A survey conducted by RGP found that only 14 percent of CFOs have seen a clear, measurable impact from their AI investments. In a separate survey conducted by PwC, just 12 percent of CEOs said they have experienced higher revenue and lower costs by implementing AI technology and 55 percent saw no benefit from AI at all.
This is not a verdict against AI — far from it. Rather, it’s a verdict against how many organizations are implementing AI and failing to track its benefits. AI is delivering real value primarily for businesses that apply the same rigor to implementation and ROI analysis as they do any other capital allocation decision.
Where AI Value is Occurring
For businesses that are seeing real value in their AI investments, this ROI is occurring mainly in three areas:
1. Operational efficiency
This includes accounts payable and accounts receivable automation, invoice processing, expense reconciliation and acceleration of financial close.
2. Financial planning and analysis (FP&A)
AI systems that can synthesize large data sets, model scenarios at speed and surface anomalies in real time are enabling finance teams to produce more accurate forecasts, identify cash flow risks earlier and make better capital allocation decisions.
3. Risk reduction
AI is delivering measurable value to businesses in highly regulated industries through improved compliance monitoring, enhanced fraud detection, reduced audit preparation time and the avoidance of regulatory incidents.
Establish Baseline Metrics
To successfully measure return on your AI investments, it’s important to establish baseline metrics before deploying AI initiatives. It’s much more difficult to calculate ROI without establishing a defined performance benchmark upfront. The most effective ROI measurement frameworks operate on three levels:
Level 1: Efficiency metrics
Metrics such as error rates, hours of manual labor displaced and cost per transaction are fairly accessible and should be tracked from the beginning to gauge operational payback.
Level 2: Outcome metrics
While they may take longer to measure, these metrics — such as increased revenue, improved forecasting accuracy and higher customer satisfaction levels — often reveal the most useful insights for finance executives.
Level 3: Capability expansion metrics
In other words, what can your business accomplish now that it couldn’t before? What projects have been completed that wouldn’t have been before? And how has your competitive position been strengthened?

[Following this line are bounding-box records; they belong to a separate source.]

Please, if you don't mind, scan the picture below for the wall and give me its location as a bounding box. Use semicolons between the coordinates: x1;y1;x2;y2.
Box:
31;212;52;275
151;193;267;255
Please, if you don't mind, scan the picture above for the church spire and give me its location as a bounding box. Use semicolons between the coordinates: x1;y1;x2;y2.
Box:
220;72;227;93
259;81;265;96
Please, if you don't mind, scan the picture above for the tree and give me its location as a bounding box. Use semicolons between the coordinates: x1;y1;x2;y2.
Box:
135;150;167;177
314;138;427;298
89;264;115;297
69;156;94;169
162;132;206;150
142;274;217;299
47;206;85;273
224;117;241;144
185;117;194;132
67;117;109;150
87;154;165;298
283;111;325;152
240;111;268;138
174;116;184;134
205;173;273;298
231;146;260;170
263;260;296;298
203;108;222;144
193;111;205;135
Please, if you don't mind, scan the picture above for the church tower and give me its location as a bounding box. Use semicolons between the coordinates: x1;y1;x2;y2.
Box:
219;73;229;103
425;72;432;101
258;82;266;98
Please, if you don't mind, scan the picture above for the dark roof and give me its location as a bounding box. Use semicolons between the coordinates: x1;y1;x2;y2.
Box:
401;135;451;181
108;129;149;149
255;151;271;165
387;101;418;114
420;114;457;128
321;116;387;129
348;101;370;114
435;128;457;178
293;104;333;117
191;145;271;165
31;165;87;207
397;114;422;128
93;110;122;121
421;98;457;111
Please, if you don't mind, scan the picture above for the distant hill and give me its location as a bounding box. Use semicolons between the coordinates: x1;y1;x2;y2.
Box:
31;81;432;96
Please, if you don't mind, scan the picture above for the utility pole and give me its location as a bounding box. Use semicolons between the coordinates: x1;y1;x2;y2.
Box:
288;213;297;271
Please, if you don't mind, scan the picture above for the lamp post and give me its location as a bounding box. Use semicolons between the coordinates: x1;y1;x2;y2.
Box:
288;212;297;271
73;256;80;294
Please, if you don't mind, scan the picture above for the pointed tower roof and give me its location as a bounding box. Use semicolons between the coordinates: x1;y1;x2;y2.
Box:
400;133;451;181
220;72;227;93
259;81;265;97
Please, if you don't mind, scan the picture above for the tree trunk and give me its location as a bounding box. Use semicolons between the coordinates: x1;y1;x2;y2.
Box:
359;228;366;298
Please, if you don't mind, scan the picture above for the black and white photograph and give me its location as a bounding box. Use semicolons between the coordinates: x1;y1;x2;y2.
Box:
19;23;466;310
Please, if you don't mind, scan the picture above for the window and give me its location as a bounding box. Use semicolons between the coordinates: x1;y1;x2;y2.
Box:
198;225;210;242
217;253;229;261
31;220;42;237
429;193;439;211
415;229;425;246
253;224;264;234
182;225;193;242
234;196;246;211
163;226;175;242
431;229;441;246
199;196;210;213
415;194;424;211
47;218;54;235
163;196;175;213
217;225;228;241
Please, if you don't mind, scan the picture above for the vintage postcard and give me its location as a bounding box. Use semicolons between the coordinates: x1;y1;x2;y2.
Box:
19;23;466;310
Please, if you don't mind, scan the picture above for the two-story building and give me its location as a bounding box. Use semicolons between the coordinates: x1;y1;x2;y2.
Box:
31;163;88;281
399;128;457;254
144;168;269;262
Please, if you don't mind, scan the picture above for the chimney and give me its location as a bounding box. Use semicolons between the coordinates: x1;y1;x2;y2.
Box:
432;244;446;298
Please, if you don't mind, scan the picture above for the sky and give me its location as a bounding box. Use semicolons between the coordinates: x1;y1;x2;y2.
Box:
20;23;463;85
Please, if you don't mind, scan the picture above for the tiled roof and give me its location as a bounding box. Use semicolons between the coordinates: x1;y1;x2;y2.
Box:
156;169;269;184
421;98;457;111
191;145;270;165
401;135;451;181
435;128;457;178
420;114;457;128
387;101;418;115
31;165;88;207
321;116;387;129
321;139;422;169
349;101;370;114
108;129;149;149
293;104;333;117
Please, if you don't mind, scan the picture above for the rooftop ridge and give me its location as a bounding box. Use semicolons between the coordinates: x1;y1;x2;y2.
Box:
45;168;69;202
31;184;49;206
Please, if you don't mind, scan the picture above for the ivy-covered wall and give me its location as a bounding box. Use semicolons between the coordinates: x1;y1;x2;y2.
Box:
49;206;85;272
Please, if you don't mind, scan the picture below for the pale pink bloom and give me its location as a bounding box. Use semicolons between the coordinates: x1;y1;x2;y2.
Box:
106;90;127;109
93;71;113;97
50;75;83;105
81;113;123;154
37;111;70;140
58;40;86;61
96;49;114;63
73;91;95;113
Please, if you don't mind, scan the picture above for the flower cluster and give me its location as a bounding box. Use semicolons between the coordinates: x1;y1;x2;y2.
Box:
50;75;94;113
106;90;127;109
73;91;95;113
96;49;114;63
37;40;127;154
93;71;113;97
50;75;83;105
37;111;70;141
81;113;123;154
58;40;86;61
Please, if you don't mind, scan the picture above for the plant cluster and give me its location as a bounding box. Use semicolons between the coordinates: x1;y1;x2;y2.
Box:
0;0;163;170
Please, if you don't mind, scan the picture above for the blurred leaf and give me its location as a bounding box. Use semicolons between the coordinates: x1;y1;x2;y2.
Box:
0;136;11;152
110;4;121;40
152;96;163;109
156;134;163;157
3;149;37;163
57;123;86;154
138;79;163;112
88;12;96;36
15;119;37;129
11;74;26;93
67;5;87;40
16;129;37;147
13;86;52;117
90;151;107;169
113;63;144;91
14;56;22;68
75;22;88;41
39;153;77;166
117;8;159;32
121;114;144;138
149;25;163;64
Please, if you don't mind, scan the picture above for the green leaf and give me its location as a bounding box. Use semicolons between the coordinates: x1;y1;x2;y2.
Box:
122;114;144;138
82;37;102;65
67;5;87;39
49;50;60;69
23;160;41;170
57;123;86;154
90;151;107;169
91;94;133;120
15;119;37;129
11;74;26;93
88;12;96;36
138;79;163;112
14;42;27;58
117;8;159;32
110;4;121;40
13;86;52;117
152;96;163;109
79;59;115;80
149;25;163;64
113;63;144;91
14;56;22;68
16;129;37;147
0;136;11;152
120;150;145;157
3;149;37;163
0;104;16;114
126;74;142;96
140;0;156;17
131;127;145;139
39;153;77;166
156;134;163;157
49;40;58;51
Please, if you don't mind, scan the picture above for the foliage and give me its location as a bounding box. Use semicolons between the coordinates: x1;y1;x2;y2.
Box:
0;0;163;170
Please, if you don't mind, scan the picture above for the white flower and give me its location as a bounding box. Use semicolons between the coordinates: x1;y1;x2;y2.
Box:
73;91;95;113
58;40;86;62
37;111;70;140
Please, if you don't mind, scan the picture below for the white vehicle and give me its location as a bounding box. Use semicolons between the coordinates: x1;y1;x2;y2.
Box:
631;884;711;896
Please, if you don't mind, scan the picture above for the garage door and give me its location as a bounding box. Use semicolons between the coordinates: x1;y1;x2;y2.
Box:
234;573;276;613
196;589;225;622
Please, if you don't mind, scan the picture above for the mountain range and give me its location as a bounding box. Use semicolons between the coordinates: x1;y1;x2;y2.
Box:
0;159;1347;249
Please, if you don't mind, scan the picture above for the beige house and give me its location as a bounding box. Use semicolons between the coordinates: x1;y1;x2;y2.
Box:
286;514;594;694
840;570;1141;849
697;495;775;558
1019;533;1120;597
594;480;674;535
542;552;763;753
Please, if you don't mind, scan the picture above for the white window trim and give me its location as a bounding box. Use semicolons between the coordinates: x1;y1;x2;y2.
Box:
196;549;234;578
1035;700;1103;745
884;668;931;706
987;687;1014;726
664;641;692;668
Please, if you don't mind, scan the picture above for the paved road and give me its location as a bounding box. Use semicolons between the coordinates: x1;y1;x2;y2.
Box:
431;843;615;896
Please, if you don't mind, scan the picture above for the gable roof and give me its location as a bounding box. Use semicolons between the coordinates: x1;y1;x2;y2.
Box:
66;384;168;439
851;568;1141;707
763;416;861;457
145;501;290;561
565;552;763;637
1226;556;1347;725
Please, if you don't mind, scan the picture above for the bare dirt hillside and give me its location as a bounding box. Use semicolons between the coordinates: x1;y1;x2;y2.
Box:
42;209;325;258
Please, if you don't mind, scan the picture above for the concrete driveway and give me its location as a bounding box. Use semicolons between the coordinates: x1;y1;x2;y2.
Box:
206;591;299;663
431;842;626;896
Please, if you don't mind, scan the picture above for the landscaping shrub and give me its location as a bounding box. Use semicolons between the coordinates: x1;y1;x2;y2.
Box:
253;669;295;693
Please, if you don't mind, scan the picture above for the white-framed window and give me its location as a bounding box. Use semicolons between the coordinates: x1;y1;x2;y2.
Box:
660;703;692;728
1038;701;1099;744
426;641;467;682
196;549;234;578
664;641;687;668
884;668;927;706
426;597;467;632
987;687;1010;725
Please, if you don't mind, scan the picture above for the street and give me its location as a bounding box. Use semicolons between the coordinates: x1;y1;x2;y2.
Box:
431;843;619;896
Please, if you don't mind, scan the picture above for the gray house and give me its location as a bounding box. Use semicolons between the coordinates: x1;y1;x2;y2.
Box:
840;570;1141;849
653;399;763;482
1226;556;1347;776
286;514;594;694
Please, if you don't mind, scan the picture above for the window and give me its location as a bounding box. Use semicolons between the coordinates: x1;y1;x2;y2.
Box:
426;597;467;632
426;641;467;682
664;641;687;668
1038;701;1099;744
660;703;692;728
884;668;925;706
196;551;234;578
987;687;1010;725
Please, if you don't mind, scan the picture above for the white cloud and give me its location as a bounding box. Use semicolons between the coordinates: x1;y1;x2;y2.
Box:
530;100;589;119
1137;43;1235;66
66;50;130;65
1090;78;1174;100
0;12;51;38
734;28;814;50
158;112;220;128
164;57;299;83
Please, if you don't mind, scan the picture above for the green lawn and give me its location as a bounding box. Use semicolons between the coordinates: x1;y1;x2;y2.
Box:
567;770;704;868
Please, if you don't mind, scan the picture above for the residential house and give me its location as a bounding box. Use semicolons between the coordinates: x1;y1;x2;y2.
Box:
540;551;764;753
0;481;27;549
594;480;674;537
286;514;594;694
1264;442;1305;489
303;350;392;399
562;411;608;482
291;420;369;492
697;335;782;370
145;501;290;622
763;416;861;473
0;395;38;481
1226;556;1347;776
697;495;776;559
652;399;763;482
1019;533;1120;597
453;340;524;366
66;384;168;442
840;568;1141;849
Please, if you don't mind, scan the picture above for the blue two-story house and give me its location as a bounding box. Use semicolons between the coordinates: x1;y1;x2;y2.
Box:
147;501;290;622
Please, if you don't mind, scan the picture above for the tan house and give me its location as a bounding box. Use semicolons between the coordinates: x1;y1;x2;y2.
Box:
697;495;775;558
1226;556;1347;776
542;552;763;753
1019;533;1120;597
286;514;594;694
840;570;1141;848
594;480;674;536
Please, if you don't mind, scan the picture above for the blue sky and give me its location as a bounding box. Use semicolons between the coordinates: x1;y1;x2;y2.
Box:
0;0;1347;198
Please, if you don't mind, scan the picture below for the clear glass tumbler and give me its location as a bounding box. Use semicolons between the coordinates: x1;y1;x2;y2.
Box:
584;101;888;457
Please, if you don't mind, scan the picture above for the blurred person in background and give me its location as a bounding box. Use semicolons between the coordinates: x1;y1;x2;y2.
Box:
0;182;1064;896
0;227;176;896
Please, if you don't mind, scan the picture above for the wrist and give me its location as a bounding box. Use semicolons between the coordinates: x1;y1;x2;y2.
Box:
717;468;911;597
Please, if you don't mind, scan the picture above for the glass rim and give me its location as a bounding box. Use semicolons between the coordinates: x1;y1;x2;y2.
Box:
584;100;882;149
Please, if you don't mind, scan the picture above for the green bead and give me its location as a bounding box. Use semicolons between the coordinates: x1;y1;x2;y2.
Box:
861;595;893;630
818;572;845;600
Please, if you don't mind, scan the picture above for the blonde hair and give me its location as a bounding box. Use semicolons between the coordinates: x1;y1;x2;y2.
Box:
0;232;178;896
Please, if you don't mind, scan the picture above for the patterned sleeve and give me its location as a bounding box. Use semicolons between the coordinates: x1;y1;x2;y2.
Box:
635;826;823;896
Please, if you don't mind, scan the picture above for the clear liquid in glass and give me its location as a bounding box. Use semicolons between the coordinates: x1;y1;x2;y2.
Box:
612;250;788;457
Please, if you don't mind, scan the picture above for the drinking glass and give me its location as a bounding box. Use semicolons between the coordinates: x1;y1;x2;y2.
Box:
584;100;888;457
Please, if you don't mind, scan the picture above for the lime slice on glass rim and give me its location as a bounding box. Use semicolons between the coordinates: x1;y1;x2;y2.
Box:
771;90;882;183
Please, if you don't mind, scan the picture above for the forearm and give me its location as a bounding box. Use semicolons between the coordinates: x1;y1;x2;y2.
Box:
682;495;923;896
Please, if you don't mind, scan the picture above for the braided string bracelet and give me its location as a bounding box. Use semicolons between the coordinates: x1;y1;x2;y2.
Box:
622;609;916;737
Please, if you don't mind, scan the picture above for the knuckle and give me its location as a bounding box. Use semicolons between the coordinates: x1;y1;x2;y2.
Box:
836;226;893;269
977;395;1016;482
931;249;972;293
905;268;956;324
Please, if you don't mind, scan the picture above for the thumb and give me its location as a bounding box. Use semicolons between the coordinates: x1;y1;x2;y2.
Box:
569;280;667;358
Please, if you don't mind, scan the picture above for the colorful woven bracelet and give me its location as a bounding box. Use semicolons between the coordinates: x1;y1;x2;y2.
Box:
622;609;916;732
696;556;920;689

Demonstrate the Value of AI
Gartner identifies the following metrics that can best demonstrate the ROI on AI to your board members, investors and stakeholders:
1. Sales conversion rate
Sentiment-analyzing AI tools can analyze customer communications to help businesses adapt their sales messages in real time, creating emotional resonance with customers and prospects. Track the adoption rate of AI-driven recommendations during the sales process.
2. Average labor cost per worker
AI often allows lower-skilled employees to perform the work of more experienced employees, which can lower payroll costs. Select a standardized function like customer service where performance can be quantified and test whether employees using AI deliver equal or superior results as those not using the technology.
3. Time to value
In other words, how quickly does your company realize returns from new business initiatives? Use AI to analyze sales and marketing data from the past year and identify common obstacles that slow down the sales process, lowering revenue.
Concluding Thoughts
While corporations are investing heavily in AI, there’s still some question as to what kind of ROI on AI they’re receiving in return. Studies reveal that a small minority of CFOs and CEOs are realizing higher revenue and lower costs by implementing AI technology. Now is the time to establish baseline metrics to help you calculate the return on your AI investments — before you have dived too deeply into the AI waters.